Insistiram muito comigo para que eu mudasse o meu posicionamento, mas em nenhum momento acharam que a banda seria prejudicada pela minha recusa em participar, e pelo contrário, não achavam que aquilo prejudicaria a imagem da banda. Sendo assim, lá foram os três para o tal teste, numa agência de publicidade, acho que nas imediações da avenida Faria Lima, não recordo-me ao certo.

Chegando lá, estavam outros músicos conhecidos, a maioria da cena do Heavy-Metal, logicamente pela questão das cabeleiras, mas haviam outros de outras vertentes, também. Todos submeteram-se a testes individuais e alguns dias depois, o telefone tocou e os três, Rubens; Zé Luiz e Beto, haviam sido aprovados.

 
Com os três aprovados, lembro-me que mesmo sendo uma situação irreversível no meu caso, eles ainda falaram bastante que eu havia sido "turrão" ao extremo por manter-me firme nos meus princípios, e que dessa forma, amargaria a falta do cachet "gordo" que eles receberiam. Indo além, na visão deles, mesmo aparecendo como anônimos no comercial, muita gente reconhecer-nos-ia, pois naquela altura, metade de 1986, tínhamos um público grande, conquistado através de todos os nossos esforços acumulados ao longo de quatro anos de trabalho.

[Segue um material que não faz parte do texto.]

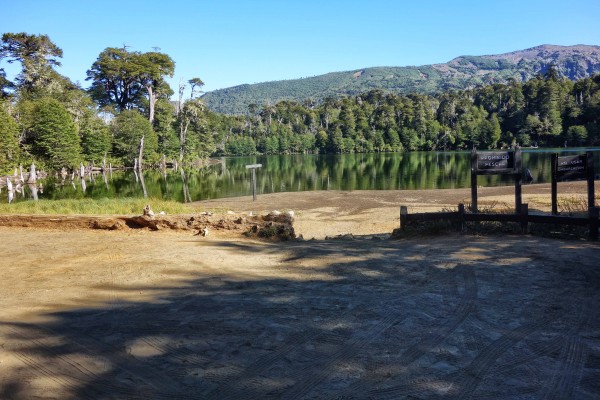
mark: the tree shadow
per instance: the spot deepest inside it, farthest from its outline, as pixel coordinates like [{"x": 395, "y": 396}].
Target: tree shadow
[{"x": 499, "y": 317}]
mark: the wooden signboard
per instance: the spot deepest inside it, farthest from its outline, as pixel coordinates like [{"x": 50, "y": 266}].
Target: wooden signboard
[
  {"x": 253, "y": 168},
  {"x": 572, "y": 168},
  {"x": 496, "y": 163}
]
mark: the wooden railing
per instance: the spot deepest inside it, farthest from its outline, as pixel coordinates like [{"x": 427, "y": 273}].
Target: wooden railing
[{"x": 523, "y": 218}]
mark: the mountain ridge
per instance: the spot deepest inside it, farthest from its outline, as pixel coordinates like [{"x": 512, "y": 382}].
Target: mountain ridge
[{"x": 462, "y": 72}]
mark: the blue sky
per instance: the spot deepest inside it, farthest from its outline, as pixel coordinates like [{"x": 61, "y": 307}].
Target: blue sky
[{"x": 229, "y": 42}]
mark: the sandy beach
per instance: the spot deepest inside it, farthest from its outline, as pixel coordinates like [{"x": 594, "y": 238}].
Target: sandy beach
[{"x": 139, "y": 314}]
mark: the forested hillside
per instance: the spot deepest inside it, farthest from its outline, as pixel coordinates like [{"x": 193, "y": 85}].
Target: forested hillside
[
  {"x": 466, "y": 72},
  {"x": 546, "y": 111}
]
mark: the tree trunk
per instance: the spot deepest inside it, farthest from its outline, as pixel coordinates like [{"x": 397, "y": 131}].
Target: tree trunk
[
  {"x": 32, "y": 174},
  {"x": 152, "y": 102},
  {"x": 141, "y": 153},
  {"x": 182, "y": 138}
]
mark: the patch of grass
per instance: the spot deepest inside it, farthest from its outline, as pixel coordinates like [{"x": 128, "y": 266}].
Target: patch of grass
[
  {"x": 574, "y": 206},
  {"x": 124, "y": 206}
]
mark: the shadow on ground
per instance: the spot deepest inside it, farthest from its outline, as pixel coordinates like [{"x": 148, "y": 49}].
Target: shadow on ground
[{"x": 449, "y": 317}]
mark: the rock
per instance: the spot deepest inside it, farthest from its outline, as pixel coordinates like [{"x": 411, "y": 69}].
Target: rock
[{"x": 148, "y": 212}]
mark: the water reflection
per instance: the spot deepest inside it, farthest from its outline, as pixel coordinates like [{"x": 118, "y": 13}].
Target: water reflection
[{"x": 420, "y": 170}]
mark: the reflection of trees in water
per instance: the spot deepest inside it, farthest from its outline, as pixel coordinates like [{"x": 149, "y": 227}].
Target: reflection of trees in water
[{"x": 373, "y": 171}]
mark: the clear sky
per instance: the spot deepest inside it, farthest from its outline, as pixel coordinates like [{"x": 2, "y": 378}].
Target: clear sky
[{"x": 232, "y": 42}]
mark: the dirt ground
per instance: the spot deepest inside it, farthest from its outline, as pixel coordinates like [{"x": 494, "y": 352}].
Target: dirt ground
[{"x": 140, "y": 314}]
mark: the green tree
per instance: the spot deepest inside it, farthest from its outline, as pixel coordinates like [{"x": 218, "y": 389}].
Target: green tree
[
  {"x": 120, "y": 78},
  {"x": 37, "y": 55},
  {"x": 96, "y": 139},
  {"x": 56, "y": 141},
  {"x": 9, "y": 139},
  {"x": 190, "y": 115},
  {"x": 128, "y": 129}
]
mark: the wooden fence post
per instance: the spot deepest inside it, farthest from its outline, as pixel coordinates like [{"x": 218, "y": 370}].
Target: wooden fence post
[
  {"x": 474, "y": 180},
  {"x": 518, "y": 179},
  {"x": 590, "y": 179},
  {"x": 461, "y": 216},
  {"x": 403, "y": 216},
  {"x": 593, "y": 214},
  {"x": 554, "y": 184},
  {"x": 523, "y": 217}
]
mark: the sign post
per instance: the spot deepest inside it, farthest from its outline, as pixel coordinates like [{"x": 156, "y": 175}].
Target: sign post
[
  {"x": 572, "y": 168},
  {"x": 496, "y": 163},
  {"x": 253, "y": 168}
]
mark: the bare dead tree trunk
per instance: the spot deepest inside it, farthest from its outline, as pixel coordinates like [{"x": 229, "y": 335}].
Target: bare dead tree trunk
[
  {"x": 182, "y": 138},
  {"x": 180, "y": 102},
  {"x": 141, "y": 152},
  {"x": 152, "y": 101},
  {"x": 32, "y": 174}
]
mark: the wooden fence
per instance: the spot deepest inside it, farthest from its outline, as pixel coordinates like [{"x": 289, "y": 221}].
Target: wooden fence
[{"x": 523, "y": 218}]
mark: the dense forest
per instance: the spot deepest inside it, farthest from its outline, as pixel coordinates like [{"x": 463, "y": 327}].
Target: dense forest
[
  {"x": 464, "y": 72},
  {"x": 46, "y": 119}
]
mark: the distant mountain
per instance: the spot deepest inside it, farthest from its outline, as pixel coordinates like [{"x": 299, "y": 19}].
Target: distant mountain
[{"x": 573, "y": 62}]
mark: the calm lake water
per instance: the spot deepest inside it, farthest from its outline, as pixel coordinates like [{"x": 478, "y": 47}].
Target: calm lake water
[{"x": 290, "y": 173}]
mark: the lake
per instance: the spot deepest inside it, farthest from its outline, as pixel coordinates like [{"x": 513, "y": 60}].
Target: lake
[{"x": 290, "y": 173}]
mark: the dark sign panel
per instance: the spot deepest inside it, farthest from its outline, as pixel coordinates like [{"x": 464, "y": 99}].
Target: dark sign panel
[
  {"x": 571, "y": 167},
  {"x": 496, "y": 161}
]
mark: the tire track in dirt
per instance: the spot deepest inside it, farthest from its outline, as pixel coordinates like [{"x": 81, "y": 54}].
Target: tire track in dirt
[
  {"x": 349, "y": 349},
  {"x": 251, "y": 378},
  {"x": 103, "y": 383},
  {"x": 467, "y": 380},
  {"x": 574, "y": 352},
  {"x": 397, "y": 387}
]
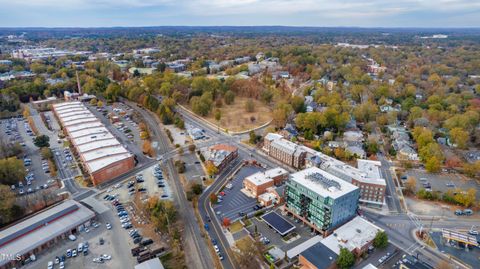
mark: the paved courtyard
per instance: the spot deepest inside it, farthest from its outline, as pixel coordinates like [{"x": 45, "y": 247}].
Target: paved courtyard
[{"x": 235, "y": 201}]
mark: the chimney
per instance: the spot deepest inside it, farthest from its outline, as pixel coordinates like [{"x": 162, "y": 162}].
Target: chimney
[{"x": 78, "y": 84}]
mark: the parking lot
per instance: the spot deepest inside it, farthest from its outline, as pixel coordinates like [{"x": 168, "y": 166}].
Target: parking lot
[
  {"x": 115, "y": 244},
  {"x": 470, "y": 256},
  {"x": 304, "y": 232},
  {"x": 443, "y": 182},
  {"x": 18, "y": 131},
  {"x": 233, "y": 202},
  {"x": 146, "y": 186},
  {"x": 122, "y": 133}
]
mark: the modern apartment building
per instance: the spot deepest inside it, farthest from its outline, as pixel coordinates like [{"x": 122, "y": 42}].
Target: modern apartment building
[
  {"x": 320, "y": 199},
  {"x": 367, "y": 176}
]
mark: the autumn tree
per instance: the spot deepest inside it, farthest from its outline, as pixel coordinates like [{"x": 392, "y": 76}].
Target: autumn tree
[
  {"x": 433, "y": 164},
  {"x": 218, "y": 117},
  {"x": 345, "y": 259},
  {"x": 226, "y": 222},
  {"x": 26, "y": 112},
  {"x": 249, "y": 106},
  {"x": 213, "y": 198},
  {"x": 7, "y": 200},
  {"x": 147, "y": 148},
  {"x": 380, "y": 240},
  {"x": 229, "y": 97},
  {"x": 410, "y": 185}
]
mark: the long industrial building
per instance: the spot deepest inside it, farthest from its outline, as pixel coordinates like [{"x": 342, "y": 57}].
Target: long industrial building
[
  {"x": 38, "y": 233},
  {"x": 103, "y": 157}
]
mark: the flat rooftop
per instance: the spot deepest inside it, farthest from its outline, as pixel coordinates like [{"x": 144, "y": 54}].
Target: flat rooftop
[
  {"x": 263, "y": 177},
  {"x": 322, "y": 182},
  {"x": 278, "y": 223},
  {"x": 106, "y": 161},
  {"x": 35, "y": 231},
  {"x": 97, "y": 147},
  {"x": 320, "y": 256},
  {"x": 353, "y": 234}
]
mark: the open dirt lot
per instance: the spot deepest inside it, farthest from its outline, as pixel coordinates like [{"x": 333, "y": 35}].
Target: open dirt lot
[{"x": 235, "y": 118}]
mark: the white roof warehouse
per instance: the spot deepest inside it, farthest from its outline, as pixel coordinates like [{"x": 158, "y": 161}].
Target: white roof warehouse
[
  {"x": 102, "y": 155},
  {"x": 38, "y": 232}
]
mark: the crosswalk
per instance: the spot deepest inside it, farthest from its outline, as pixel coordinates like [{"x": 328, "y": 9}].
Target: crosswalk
[{"x": 396, "y": 225}]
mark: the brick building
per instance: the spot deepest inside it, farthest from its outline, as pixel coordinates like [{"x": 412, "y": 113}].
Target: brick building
[
  {"x": 101, "y": 154},
  {"x": 259, "y": 182},
  {"x": 283, "y": 150},
  {"x": 221, "y": 155}
]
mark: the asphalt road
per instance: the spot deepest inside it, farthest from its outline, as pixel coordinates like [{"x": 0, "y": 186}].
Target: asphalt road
[
  {"x": 392, "y": 200},
  {"x": 400, "y": 229},
  {"x": 197, "y": 253}
]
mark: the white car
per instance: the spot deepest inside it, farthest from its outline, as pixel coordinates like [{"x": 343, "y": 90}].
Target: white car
[{"x": 106, "y": 257}]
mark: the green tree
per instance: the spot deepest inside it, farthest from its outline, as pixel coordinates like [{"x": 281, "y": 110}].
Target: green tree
[
  {"x": 459, "y": 137},
  {"x": 113, "y": 91},
  {"x": 433, "y": 165},
  {"x": 298, "y": 104},
  {"x": 380, "y": 240},
  {"x": 229, "y": 97},
  {"x": 202, "y": 105},
  {"x": 218, "y": 117},
  {"x": 41, "y": 141},
  {"x": 345, "y": 259},
  {"x": 11, "y": 171}
]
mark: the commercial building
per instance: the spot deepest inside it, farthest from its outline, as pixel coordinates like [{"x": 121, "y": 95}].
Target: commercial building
[
  {"x": 36, "y": 234},
  {"x": 221, "y": 155},
  {"x": 367, "y": 176},
  {"x": 101, "y": 154},
  {"x": 283, "y": 150},
  {"x": 356, "y": 236},
  {"x": 258, "y": 183},
  {"x": 320, "y": 199},
  {"x": 318, "y": 256}
]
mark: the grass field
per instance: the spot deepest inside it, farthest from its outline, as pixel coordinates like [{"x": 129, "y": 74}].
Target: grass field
[{"x": 235, "y": 118}]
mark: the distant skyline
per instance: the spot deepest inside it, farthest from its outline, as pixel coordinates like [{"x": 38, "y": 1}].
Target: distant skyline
[{"x": 328, "y": 13}]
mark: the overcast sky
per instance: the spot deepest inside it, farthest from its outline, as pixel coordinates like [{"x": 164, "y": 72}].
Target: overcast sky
[{"x": 362, "y": 13}]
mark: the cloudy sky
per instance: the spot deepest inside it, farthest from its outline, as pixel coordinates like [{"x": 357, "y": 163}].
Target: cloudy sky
[{"x": 362, "y": 13}]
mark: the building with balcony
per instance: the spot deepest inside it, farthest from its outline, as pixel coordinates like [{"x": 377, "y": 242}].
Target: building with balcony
[{"x": 320, "y": 199}]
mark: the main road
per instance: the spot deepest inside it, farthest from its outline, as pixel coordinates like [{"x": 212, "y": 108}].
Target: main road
[{"x": 196, "y": 249}]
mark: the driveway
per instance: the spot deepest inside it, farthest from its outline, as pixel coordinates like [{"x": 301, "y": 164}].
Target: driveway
[{"x": 235, "y": 201}]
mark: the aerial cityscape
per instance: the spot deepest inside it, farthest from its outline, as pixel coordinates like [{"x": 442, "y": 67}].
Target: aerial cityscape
[{"x": 240, "y": 135}]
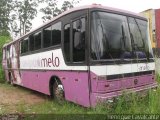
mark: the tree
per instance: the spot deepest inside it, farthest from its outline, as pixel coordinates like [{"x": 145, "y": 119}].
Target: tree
[
  {"x": 5, "y": 9},
  {"x": 24, "y": 12},
  {"x": 52, "y": 9}
]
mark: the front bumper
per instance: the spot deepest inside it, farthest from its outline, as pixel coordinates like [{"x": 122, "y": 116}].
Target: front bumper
[{"x": 102, "y": 97}]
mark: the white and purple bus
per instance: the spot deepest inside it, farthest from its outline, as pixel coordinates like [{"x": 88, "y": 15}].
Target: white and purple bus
[{"x": 84, "y": 55}]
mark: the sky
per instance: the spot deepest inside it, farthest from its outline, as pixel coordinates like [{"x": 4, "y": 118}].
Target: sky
[{"x": 129, "y": 5}]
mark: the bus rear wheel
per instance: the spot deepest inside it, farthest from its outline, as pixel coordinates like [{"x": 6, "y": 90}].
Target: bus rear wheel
[{"x": 58, "y": 90}]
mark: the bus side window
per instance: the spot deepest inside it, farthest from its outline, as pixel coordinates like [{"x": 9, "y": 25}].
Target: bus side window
[
  {"x": 47, "y": 37},
  {"x": 67, "y": 42},
  {"x": 79, "y": 29},
  {"x": 31, "y": 42},
  {"x": 56, "y": 33},
  {"x": 37, "y": 38},
  {"x": 24, "y": 45},
  {"x": 4, "y": 53}
]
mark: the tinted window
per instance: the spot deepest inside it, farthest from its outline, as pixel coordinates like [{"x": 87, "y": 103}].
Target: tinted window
[
  {"x": 67, "y": 42},
  {"x": 47, "y": 37},
  {"x": 31, "y": 42},
  {"x": 24, "y": 46},
  {"x": 109, "y": 36},
  {"x": 139, "y": 37},
  {"x": 79, "y": 40},
  {"x": 37, "y": 38},
  {"x": 56, "y": 33}
]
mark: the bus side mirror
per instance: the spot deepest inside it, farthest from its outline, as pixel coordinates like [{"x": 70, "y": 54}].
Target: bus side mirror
[{"x": 78, "y": 24}]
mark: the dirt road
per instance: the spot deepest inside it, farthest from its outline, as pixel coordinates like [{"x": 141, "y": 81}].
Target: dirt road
[{"x": 11, "y": 97}]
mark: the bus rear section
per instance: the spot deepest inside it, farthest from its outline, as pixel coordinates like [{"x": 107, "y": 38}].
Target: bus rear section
[{"x": 121, "y": 57}]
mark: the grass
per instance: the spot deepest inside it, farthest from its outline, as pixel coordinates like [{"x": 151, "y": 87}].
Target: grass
[{"x": 126, "y": 104}]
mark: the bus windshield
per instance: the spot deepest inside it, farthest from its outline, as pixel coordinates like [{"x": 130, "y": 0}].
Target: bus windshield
[{"x": 115, "y": 36}]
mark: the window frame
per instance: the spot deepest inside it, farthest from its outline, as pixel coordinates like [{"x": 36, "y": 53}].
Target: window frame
[{"x": 72, "y": 41}]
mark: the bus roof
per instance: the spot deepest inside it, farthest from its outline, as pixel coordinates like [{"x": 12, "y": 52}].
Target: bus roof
[{"x": 98, "y": 6}]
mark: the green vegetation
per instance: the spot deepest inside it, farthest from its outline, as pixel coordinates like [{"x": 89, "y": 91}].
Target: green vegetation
[
  {"x": 127, "y": 104},
  {"x": 3, "y": 40}
]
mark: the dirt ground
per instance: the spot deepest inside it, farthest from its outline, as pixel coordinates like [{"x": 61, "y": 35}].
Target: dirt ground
[{"x": 11, "y": 97}]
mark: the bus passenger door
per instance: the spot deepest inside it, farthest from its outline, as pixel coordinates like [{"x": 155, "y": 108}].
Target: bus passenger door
[{"x": 75, "y": 53}]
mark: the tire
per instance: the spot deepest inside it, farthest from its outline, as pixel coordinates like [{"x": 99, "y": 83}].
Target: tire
[{"x": 58, "y": 91}]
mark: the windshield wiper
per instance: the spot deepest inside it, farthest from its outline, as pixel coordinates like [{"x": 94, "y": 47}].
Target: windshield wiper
[{"x": 147, "y": 54}]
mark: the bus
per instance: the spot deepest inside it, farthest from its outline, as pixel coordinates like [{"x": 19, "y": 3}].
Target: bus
[{"x": 85, "y": 55}]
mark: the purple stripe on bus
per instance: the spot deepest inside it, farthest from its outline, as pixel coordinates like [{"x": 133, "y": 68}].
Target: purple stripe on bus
[{"x": 76, "y": 85}]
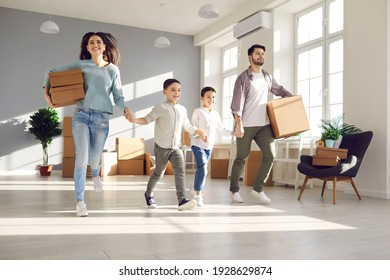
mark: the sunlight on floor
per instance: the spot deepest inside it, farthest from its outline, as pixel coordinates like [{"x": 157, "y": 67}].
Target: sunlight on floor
[{"x": 216, "y": 219}]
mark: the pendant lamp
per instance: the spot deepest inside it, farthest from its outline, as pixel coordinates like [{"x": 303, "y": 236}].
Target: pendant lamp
[{"x": 49, "y": 27}]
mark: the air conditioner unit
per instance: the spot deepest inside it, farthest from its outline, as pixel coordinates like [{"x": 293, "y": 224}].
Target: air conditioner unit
[{"x": 260, "y": 20}]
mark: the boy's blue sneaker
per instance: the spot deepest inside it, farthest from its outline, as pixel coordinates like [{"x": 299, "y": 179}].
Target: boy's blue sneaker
[
  {"x": 150, "y": 201},
  {"x": 186, "y": 204}
]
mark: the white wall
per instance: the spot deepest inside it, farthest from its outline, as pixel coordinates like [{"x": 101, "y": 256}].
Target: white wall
[{"x": 366, "y": 75}]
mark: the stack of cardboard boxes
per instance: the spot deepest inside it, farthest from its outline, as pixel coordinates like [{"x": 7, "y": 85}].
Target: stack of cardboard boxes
[{"x": 66, "y": 87}]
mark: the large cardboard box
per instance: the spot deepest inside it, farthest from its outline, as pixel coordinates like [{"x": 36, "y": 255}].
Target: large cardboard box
[
  {"x": 67, "y": 95},
  {"x": 69, "y": 147},
  {"x": 287, "y": 116},
  {"x": 332, "y": 152},
  {"x": 130, "y": 148},
  {"x": 67, "y": 127},
  {"x": 130, "y": 167},
  {"x": 67, "y": 77},
  {"x": 109, "y": 164}
]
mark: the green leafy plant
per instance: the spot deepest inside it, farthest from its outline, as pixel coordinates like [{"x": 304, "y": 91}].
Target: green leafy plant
[
  {"x": 44, "y": 124},
  {"x": 337, "y": 127}
]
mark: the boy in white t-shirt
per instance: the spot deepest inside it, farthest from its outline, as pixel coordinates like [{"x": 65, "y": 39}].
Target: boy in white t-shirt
[{"x": 209, "y": 121}]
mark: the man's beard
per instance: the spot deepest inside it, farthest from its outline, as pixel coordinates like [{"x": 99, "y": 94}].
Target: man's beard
[{"x": 258, "y": 63}]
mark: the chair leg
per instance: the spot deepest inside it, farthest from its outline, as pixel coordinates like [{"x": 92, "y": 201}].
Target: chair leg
[
  {"x": 303, "y": 187},
  {"x": 323, "y": 187},
  {"x": 355, "y": 188}
]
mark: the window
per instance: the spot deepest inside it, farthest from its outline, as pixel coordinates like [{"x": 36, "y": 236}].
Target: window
[
  {"x": 319, "y": 61},
  {"x": 229, "y": 76}
]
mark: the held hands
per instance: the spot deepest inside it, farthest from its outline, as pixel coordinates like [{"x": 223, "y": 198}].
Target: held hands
[
  {"x": 129, "y": 114},
  {"x": 239, "y": 131},
  {"x": 202, "y": 135}
]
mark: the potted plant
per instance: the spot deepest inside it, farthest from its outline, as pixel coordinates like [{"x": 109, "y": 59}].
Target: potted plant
[
  {"x": 336, "y": 128},
  {"x": 330, "y": 136},
  {"x": 44, "y": 124}
]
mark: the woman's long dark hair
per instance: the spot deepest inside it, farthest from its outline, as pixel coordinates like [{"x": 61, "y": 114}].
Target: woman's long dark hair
[{"x": 111, "y": 54}]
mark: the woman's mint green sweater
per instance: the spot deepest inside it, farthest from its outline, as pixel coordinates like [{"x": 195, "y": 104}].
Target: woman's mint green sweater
[{"x": 99, "y": 84}]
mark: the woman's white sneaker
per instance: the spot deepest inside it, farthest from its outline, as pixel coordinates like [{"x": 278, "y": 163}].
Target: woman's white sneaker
[
  {"x": 261, "y": 197},
  {"x": 81, "y": 209},
  {"x": 236, "y": 197}
]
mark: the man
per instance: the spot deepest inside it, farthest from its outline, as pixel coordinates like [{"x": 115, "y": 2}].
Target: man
[{"x": 249, "y": 108}]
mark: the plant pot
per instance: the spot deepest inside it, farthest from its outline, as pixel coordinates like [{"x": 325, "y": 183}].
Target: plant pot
[
  {"x": 329, "y": 143},
  {"x": 45, "y": 170}
]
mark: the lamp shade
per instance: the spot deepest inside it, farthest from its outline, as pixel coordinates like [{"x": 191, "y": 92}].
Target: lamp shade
[
  {"x": 208, "y": 11},
  {"x": 162, "y": 42},
  {"x": 49, "y": 27}
]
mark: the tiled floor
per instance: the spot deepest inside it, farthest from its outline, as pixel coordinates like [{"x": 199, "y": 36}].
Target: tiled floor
[{"x": 38, "y": 222}]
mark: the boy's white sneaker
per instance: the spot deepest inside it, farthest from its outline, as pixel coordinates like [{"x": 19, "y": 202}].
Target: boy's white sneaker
[
  {"x": 236, "y": 197},
  {"x": 97, "y": 184},
  {"x": 199, "y": 200},
  {"x": 186, "y": 204},
  {"x": 261, "y": 197},
  {"x": 81, "y": 209}
]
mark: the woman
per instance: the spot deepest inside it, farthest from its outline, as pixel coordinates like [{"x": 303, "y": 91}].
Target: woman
[{"x": 99, "y": 57}]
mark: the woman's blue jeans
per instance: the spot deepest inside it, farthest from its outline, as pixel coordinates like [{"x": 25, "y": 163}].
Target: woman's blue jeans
[
  {"x": 202, "y": 157},
  {"x": 90, "y": 130}
]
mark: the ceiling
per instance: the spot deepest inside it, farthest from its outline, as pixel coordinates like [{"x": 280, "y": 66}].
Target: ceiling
[{"x": 176, "y": 16}]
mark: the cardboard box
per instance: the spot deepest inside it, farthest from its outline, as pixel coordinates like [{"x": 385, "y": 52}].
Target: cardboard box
[
  {"x": 325, "y": 161},
  {"x": 67, "y": 95},
  {"x": 109, "y": 164},
  {"x": 332, "y": 152},
  {"x": 130, "y": 167},
  {"x": 287, "y": 116},
  {"x": 130, "y": 148},
  {"x": 252, "y": 166},
  {"x": 69, "y": 147},
  {"x": 67, "y": 127},
  {"x": 67, "y": 77}
]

Nesse aspecto, eles tinham razão, pois realmente a nossa banda tinha alcançado tal visibilidade, até ultrapassando certos limites do nicho Rocker, atingindo pessoas alheias à esse universo, pois tínhamos feito bastante TV; aparecido em revistas fora do mundo especializado e assim, após tantos programas de TV de cunho feminino, éramos conhecidos por donas de casa não necessariamente rockers. Nesse caso, mesmo não ficando arrependido de forma alguma, eu entendia a colocação deles como legítima, pois nesses termos, uma exposição, ainda que aleatória, seria mais conveniente com a banda completa na peça publicitária.

Não caí num possível sentimento de remorso no entanto, pois minha convicção de que esse fator era algo muito vago, não deixou que a argumentação deles provocasse-me arrependimento. Então, lembro-me que eles foram convocados para teste de roupas, e a gravação do comercial consumiu-lhes um dia inteiro de dedicação.
Um quarto músico apareceu na peça, e o rapaz era o Mauro Sanches, baterista da banda Pós-Punk, "Nau", que fez relativo sucesso mainstream na metade dos anos oitenta.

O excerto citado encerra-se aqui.